Nous allons peut-être devoir nous habituer à un nouvel acronyme de banque centrale, l’ESB, soit European Safe Bond (Obligation Européenne Sûre), ce qui dans le contexte européen actuel résonne un peu comme un oxymore.

C’est pourtant une idée qui prend la poussière depuis 7 ans dans les bureaux de la BCE. Elle pourrait cependant naître sous la forme d’un nouvel instrument financier. Le projet est porté par un groupe de travail indépendant placé sous la conduite du gouverneur de la Banque centrale d’Irlande, Philip Lane.
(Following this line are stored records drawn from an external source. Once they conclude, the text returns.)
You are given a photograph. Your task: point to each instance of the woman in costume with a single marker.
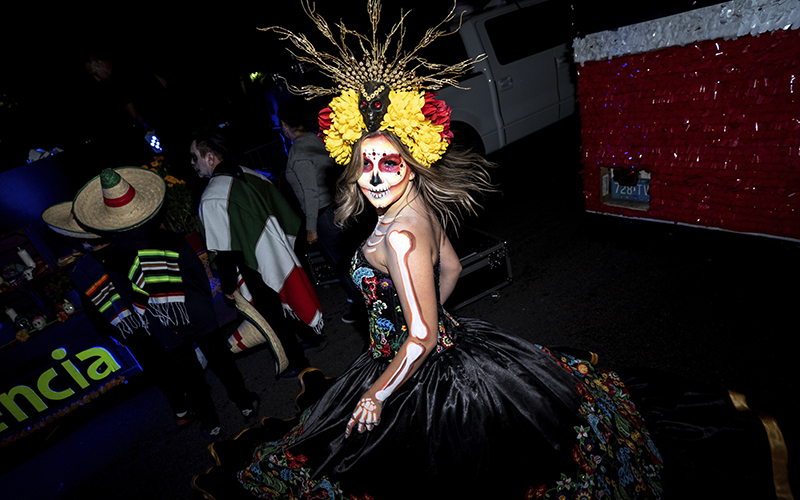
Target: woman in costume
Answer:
(438, 406)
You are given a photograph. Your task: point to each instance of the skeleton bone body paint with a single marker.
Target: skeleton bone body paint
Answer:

Les ESB : mode de fonctionnement

Voici comment le système fonctionnerait. Des institutions publiques ou privées, comme de grosses banques ou le Mécanisme européen de stabilité (le fonds de sauvetage européen), consolideraient la dette souveraine des 19 nations de la zone euro en 3 tranches :

  1. Une tranche senior, avec des obligations AAA ou juste en dessous ;
  2. Une tranche junior, composée d’obligations moins bien notées, mais toujours de qualité ;
  3. Une tranche inférieure, qui rassemblerait les obligations les plus risquées (potentiellement pourries, « junk ») et qui offrirait un rendement de 5 à 6 %.

En bref, ces titres seraient des produits dérivés des obligations souveraines européennes.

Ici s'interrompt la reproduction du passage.